33 恋にオチテ
なんだかすごく怒っているように見えた主任は、僕の前に来るとほっとしたような顔になって言った。
「日・・・章吾、帰りましょ」
「あら、もう?」
振り返った涼子さんが意外そうな声を上げると、そちらにはキッと目を向けて、
「私がここに来ればお話は済んだのでしょう?」
だったらもう用事は無いはずですわ。
そう言ってにっこりと笑った主任の目は、全然笑っていなかった。
「・・・どうかしたんですか」
「いや、別に」
するりと傍にやってきた先輩に訊くと、普段と同じ賺した調子で返された。なんか変だよな、と思うのはこっちに帰ってきてから主任と先輩が全然目どころか顔すら合わせないし、先輩はなぜだか僕の背後にピッタリとくっついて離れない所為で。

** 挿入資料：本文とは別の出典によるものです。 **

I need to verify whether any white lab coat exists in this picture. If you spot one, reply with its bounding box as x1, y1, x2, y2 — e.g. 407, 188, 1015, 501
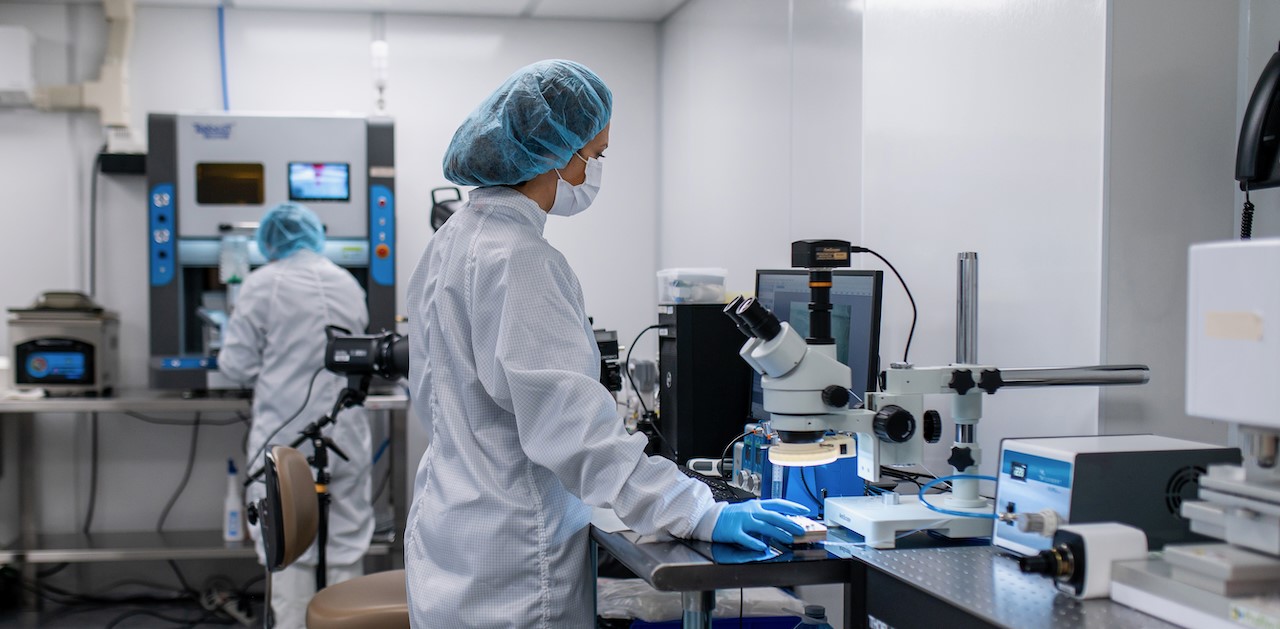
218, 250, 374, 569
404, 187, 721, 629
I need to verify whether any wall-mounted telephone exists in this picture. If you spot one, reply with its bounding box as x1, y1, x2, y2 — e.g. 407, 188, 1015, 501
1235, 41, 1280, 240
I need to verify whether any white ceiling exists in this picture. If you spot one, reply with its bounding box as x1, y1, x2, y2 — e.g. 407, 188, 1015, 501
63, 0, 687, 22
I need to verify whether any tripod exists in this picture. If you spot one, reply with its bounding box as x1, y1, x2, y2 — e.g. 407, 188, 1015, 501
250, 374, 372, 592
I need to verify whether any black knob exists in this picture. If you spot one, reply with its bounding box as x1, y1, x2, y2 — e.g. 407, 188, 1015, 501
872, 404, 915, 443
1018, 551, 1057, 575
947, 447, 978, 473
947, 369, 978, 396
822, 384, 849, 409
978, 369, 1005, 395
924, 410, 942, 443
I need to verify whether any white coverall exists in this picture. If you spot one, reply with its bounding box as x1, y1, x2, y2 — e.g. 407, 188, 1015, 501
218, 249, 374, 628
404, 187, 722, 629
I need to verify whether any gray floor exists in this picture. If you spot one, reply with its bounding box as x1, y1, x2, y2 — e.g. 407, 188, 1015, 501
0, 603, 261, 629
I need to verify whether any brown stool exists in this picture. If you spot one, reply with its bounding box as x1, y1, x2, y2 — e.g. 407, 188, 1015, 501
307, 570, 408, 629
249, 446, 408, 629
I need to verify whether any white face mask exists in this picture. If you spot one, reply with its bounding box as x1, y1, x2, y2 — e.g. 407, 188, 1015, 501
549, 152, 604, 216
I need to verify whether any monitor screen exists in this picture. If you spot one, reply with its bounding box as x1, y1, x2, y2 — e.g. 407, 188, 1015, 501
289, 161, 351, 201
196, 163, 265, 205
751, 269, 884, 420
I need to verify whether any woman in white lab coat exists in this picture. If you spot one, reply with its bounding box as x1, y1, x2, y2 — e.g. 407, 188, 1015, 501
404, 60, 805, 629
218, 204, 374, 629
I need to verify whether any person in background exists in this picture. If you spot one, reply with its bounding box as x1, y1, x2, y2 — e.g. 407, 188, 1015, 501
404, 60, 808, 629
218, 204, 374, 629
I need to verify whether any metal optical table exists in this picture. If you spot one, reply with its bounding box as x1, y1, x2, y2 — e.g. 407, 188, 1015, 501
591, 528, 1175, 629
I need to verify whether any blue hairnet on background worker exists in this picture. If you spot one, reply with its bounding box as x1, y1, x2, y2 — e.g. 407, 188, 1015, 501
404, 60, 806, 628
218, 204, 374, 629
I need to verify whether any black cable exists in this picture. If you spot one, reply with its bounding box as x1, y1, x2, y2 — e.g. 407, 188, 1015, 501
800, 468, 822, 509
850, 245, 918, 363
627, 323, 666, 415
88, 143, 106, 297
370, 465, 392, 502
104, 610, 204, 629
36, 561, 70, 579
123, 411, 247, 427
721, 430, 751, 477
626, 323, 676, 456
168, 559, 200, 596
1240, 183, 1253, 241
81, 413, 97, 535
244, 366, 324, 486
644, 411, 676, 456
156, 413, 200, 535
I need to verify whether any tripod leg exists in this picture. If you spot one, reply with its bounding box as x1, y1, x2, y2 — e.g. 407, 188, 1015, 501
262, 570, 275, 629
316, 483, 329, 592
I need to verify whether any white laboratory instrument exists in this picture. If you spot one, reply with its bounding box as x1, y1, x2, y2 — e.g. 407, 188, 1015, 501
1112, 238, 1280, 628
724, 240, 1148, 548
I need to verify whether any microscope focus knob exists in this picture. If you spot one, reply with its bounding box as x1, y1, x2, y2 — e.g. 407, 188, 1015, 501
822, 384, 849, 409
872, 404, 915, 443
947, 446, 978, 474
924, 409, 942, 443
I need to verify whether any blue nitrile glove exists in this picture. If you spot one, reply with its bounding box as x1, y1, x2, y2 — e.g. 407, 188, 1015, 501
712, 498, 809, 551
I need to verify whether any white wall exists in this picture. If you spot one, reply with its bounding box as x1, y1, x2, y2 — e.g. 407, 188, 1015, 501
1101, 0, 1239, 443
0, 4, 658, 532
863, 0, 1106, 474
658, 0, 792, 291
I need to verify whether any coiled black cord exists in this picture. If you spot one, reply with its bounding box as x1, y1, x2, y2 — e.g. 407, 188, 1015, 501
1240, 190, 1253, 241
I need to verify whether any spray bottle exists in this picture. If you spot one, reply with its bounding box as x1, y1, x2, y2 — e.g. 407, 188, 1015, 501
223, 459, 244, 542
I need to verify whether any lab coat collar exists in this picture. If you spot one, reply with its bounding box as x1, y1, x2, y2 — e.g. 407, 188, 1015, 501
471, 186, 547, 233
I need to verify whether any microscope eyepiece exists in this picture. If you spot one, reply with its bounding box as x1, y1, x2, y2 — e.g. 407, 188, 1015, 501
724, 295, 755, 338
737, 297, 782, 341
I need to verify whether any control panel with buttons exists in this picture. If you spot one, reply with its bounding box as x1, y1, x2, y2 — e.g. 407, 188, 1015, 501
369, 184, 396, 286
148, 183, 178, 286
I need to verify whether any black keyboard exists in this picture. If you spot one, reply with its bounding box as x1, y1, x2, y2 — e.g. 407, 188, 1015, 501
676, 465, 759, 502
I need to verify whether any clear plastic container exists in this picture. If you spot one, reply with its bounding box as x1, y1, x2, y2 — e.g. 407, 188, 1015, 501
658, 268, 728, 304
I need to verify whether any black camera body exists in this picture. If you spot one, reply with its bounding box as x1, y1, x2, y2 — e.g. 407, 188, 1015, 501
324, 327, 408, 382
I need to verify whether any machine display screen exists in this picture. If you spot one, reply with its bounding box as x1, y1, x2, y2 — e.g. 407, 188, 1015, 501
196, 163, 266, 205
27, 351, 86, 382
751, 269, 883, 420
289, 161, 351, 201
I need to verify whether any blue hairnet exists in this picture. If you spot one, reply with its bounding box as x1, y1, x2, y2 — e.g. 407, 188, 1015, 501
257, 204, 324, 260
444, 59, 613, 186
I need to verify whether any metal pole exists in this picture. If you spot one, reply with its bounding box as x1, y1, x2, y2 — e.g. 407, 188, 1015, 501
956, 251, 978, 365
947, 251, 983, 506
680, 589, 716, 629
1000, 365, 1151, 387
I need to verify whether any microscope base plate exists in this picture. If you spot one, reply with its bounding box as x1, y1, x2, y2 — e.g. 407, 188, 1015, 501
823, 496, 995, 548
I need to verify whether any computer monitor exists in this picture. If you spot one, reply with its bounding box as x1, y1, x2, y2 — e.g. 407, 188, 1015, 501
751, 269, 884, 420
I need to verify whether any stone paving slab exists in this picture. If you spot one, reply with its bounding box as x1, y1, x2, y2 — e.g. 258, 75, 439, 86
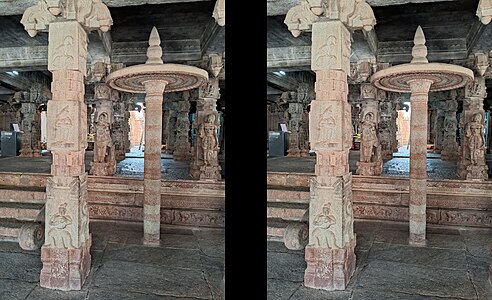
0, 252, 42, 283
356, 260, 476, 299
103, 243, 200, 269
267, 252, 307, 282
368, 243, 466, 270
0, 279, 37, 300
267, 279, 302, 300
92, 260, 212, 299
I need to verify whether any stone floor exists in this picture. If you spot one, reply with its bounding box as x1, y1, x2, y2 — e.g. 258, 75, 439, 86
267, 148, 492, 180
0, 222, 225, 300
267, 221, 492, 300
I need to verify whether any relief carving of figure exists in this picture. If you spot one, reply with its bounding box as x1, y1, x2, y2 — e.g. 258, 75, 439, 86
313, 203, 338, 248
94, 112, 113, 163
200, 113, 219, 165
361, 113, 379, 162
465, 113, 485, 165
47, 203, 74, 249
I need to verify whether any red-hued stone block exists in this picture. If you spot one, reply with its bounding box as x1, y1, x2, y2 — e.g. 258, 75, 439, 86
40, 237, 92, 291
304, 235, 356, 291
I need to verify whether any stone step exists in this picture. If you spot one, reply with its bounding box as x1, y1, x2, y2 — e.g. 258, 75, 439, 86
0, 201, 44, 221
267, 202, 309, 221
0, 185, 46, 203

どうもおかしな感じがする、と訝しんでいたらいきなり主任が僕の腕をぎゅっと引っ張って、その拍子に僕は椅子から転げ落ちそうになった。
「わっ」
「・・・っと、危ないなぁ」
あっと思った次の瞬間には、僕は先輩の腕の中にいた。右手は主任に取られたまま、背中を先輩に抱えられてるって感じで僕を挟んで二人がにらみ合っていた。
・・・・・なんで?
なんか話があるって言ってたけれど、それがこの状況を作ってるのか?
よくわかんないな、そう思って後ろの先輩の顔を見上げようとした時、主任の手からふっと力が抜けたような気がした。
顔を見ると、なんだか戸惑っているように見える。
どうしたの、主任。
「あ、だいじょう・・・ぶ?」
「ごめんなさい」
はっとしたように、主任は手を離した。
僕はその表情が気になって大丈夫と聞いたつもりだったのに、主任は僕にすごく悪いことでもしたような顔になって、腕を掴んでいた手をじっと開いたまま見つめていた。
なんだか、それがどうにも。
幼く見えてしまった。
今すぐに抱きしめたいほど。
それまで僕が見ていた主任はバリバリ仕事が出来て、そりゃそん所そこらの男なんて相手にならなくって、だから僕も外から眺めてるだけでいいやとかって思ってるところがあって、涼子さんの言うとおり、見た目にあこがれてるだけで。
でも不意に見せられる僕の「思った通りじゃない」主任、一晩一緒に過ごした土曜の夜とか次の日曜の朝とか、そして今目の前で立っている主任のそこにどうしても惹かれて、そう、惹かれて。
昨日、なんだかわからない想いを掴みたいと思っていたときに、僕の心に落ちて来たのは好きって言う言葉だったけれど。
今僕の内に堕ちてきたのは、紛れもない『恋』だ。
「帰りましょう」
僕はその手を掴んで言った。
「・・・え?」
「先輩、今日はごちそうさまでした」
「おい・・・もう帰るのか」
支えてくれた背中を離して僕が両足で立ち上がると、今度は先輩が僕の手を取って引き寄せようとした。なんだか取り合いでもされてるような感じになって、でもそれはただ椅子から落ちた僕を心配してくれてるだけ、そう思って「大丈夫ですよ」と声を掛けた。
僕の左手はしっかり主任の手を掴んでる、それさえ分かってればあとはもう、なんとかなるって。
じゃあ、と言って店を出て行こうとすると、先輩が僕たち二人を追いかけるようにして言ってきた。
「俺、今日は早く上がるからさ。明日の朝飯は期待しとけよ」
どうしてここで明日の朝の事なんか、と思って立ち止まると、主任が不安そうな顔をして僕を見上げてきた。
何があったのか知らないけれど、先輩と主任の間になにかあったのはもう明白で。僕はどっちに答えるのか、そう聞かれているような状況なんだ、そう感じた。
うーんと。
ちょっとだけ考えて涼子さんの方をチラリと見る。鮮やかに笑った涼子さんは、ぐっと親指を突き出した。
その人が好きだって言うんなら、頑張んなさい。
母親にそう言われたみたいだった。
「あの」
先輩の目を見ながら、僕は言った。
「今夜は帰んないかもしれないんで、ちゃんと戸締りしてくださいね」
え、っと驚いた主任を、僕はそのまま引っ張っていった。